I’m on a roll today with the posts – just a lot going on inside my head, I guess. Last night I dreamed about Jason. I’ve written a few posts about him, here and here. I never talked much about what happened after it was supposed to be over – besides a few allusions toward it here and there.
Once he was finished with me, it was easy for him to cast me aside but he couldn’t stop picking me back up. The desperation (yup, I’m not proud) I felt for him was overwhelming and worsened with each heartbreak. I think he knew what he was doing, regardless of how much Jack Daniels had taken over his mind.
I really don’t remember what happened, what truly triggered the pieces to finally shatter. I grabbed a bottle of vodka, a bottle of NyQuil, and a bottle of Xanax and closed the bathroom door behind me. I typed out a text message to Jason, apologizing for being such a failure, apologizing for being so selfish. My only regret is making those apologies.
Somewhere in my drunken stupor, I managed to cut into my left ankle with my razor (yeah, the kind used to shave legs). Drops of blood all over the bathroom floor. I hadn’t done that since I was a teenager.

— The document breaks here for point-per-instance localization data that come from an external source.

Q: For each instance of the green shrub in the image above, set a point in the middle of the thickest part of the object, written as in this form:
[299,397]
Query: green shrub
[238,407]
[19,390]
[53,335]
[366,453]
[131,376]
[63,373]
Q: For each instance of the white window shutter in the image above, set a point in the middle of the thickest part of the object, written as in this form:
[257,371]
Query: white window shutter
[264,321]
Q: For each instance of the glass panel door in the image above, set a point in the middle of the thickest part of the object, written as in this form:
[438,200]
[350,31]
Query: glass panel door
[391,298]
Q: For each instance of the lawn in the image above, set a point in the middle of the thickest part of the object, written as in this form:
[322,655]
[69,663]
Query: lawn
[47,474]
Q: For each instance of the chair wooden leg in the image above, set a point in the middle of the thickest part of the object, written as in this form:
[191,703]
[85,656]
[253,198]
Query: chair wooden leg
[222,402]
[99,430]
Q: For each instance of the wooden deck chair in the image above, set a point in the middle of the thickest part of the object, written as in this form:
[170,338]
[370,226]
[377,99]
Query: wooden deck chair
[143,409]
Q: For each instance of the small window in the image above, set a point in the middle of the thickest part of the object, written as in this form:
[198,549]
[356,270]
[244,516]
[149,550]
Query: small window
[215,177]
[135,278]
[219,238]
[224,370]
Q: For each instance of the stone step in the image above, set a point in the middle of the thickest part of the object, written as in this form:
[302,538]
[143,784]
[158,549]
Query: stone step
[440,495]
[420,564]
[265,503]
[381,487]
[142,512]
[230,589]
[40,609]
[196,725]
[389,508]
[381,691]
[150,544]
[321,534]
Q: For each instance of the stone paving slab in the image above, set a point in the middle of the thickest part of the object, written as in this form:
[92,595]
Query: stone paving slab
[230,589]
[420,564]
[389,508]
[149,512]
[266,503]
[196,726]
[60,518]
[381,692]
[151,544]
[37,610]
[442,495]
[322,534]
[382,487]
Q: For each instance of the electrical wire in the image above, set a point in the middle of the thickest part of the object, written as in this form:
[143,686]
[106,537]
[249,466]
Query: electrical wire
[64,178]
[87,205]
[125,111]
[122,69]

I woke up to missed calls, texts, and voicemails. Jason had apparently taken my text message seriously. It was my friends and family, pleading me to answer them. Pleading. Crying. When I finally called one of my friends back, she said she had been close to calling the police. In fact, she was already outside in the parking lot. I had called her back just in time. I felt so selfish in that moment. I had to hurt them to hurt Jason.
Jason’s messages were a little different. His were angry. You fucking attention whore. What the fuck is your problem, you stupid bitch. And, I don’t know why I went to see him a few weeks later. He wasn’t angry until he saw my ankle, the cuts weren’t deep but they were bright red and obvious.
His face changed when he was angry. Like something out of nightmares, as if his eyes turned black. I can’t talk about the rest… but it was the last time I ever saw him. It’s been so long but it still feels like yesterday when its in my nightmares. It’s over. Forever. I wish my mind understood that.